482 :ヤンデレ家族と傍観者の兄 ◆KaE2HRhLms :2007/10/16(火) 12:15:20 ID:3EWtNrIn
*****

 ごめんクラスの皆、すまない後輩諸君、許してください先輩方。俺はヘタレです。
 みんなの憧れ、葉月さんからの告白を断ってしまいました。身勝手な理由で。
 さらに、葉月さんの好意を利用して携帯電話の番号とアドレスを聞き出してしまいました。
 彼女の気持ちが俺にまだ残っていることを察していながら、そんなことをしたんです。
 いくらでも罵ってください。俺は美人の葉月さんとのつながりをこれっきりにしたくなかったんです。
 浅ましい人間なんです。下劣な下半身が主の人間なんです。そして低脳の勘違い人間でもあるんです。
 でも俺は後悔していません。それだけは事実です。

 さて。まだまだ足りない気もするが、内省はこれぐらいにしておくとしよう。
 葉月さんが帰ってからリビングへ移動すると、床に散らばった小物を拾い集めている弟の姿があった。
 妹はキッチンへ移動して、フライパンをガスコンロの火で炙っていた。朝食でも作っているのであろう。
 弟の手伝いをすべく、床に落ちた割れたコップの破片を拾い集める。
 左手に乗せた破片が、突然弟の手によって取り上げられた。
「何をする。弟よ」
「兄さんは座ってて。僕がやるよ」
「何を言う。さっきの喧嘩は俺のせいで起こったようなもんだ。俺がやるのが当然。
 お前こそ椅子に座って朝食を食べてろ」
 ふう、と弟はため息を吐いた。続いて目をつぶりながらかぶりを振る。
「なんだ、その呆れたことをあらわすようなジェスチャーは」
「兄さんはどれだけ立派なことをしたか、自覚がないんだね」
「立派なんて言葉、俺には十年早い」
 ヘタレだもん。
「そんなことないよ。昔みたいに、僕と妹を庇ってくれた」
「庇ったって……結果的にはそうなるけど、そりゃ普通のことだろ」
 昔っからああするのが当然だったんだ。今さら感謝されるほどのことでもない。
 ――ん、昔?
「なあ、昔お前か妹がいじめられてたことなんかあったか? 記憶にないんだけど」
「やっぱり忘れてるんだ。兄さんは」
 兄さん『は』ってなんだ。俺が馬鹿みたいじゃ――はい、脳みそツルツルピカピカでした。ごめんなさい。
 しかし、弟にしては珍しく思わせぶりな口調だな。
「お前、何か俺に隠し事してないか?」
 弟は首を振る。
「兄さんも知っているはずのことだから、あえて言わないだけだよ」
 ふむん?俺は既知のはずである、と?
 思考の海へボートで出て、オールで漕ぐ。――だめだ。いくら漕いでも目的地にたどり着けない。
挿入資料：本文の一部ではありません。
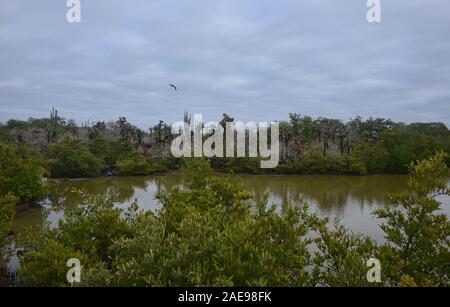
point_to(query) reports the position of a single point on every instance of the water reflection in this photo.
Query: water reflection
(350, 198)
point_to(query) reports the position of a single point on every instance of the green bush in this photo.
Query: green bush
(211, 232)
(21, 173)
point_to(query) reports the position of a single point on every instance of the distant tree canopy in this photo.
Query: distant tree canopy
(307, 145)
(212, 232)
 靄がかかっているし、海面から岩が突き出しているから体力ゲージがあっという間に尽きてしまった。
「思い出せなければそれでもいいと思うよ。僕だって、本当は忘れたいんだから」
 くそう。弟のくせに生意気な。もう勉強を教えてやらんぞ。
 本当は忘れたい、ね。俺は何かを忘れているんだろうか。そして、それは思い出せない方がいいものなのか。
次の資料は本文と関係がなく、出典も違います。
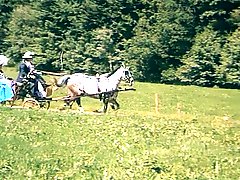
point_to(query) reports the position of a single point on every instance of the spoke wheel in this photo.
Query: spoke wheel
(31, 103)
(45, 104)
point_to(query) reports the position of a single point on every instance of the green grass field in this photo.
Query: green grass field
(193, 133)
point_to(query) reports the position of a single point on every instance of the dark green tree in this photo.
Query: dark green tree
(202, 61)
(230, 60)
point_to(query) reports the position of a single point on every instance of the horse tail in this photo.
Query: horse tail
(62, 81)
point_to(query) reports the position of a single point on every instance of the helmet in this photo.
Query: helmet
(3, 60)
(28, 55)
(1, 75)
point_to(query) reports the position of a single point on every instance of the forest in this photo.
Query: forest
(191, 42)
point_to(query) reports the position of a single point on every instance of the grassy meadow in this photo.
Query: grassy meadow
(159, 132)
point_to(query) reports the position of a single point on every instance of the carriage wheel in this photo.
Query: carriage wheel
(31, 103)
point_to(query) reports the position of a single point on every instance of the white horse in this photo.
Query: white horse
(103, 87)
 忘れたいと願い、記憶の奥底へ封じ込め、たぐり寄せる糸も、たどりつくために使う磁針も投げ捨てたのか。
 きっとそうなんだろうな。俺は昔から、嫌なこととかすぐに忘れたいと望む男だから。
 それでいいのだ。

 コップの破片を捨てたあと、俺は朝食を摂ることにした。
 朝食は、奇跡でも起こったか投げられたせいで頭でも打ったのか、殊勝にも妹がフレンチトーストを作ってくれた。
 はっきり言おう。妹はなんにでも砂糖や塩を使いすぎである。
 だが、美味かった。それだけは事実である。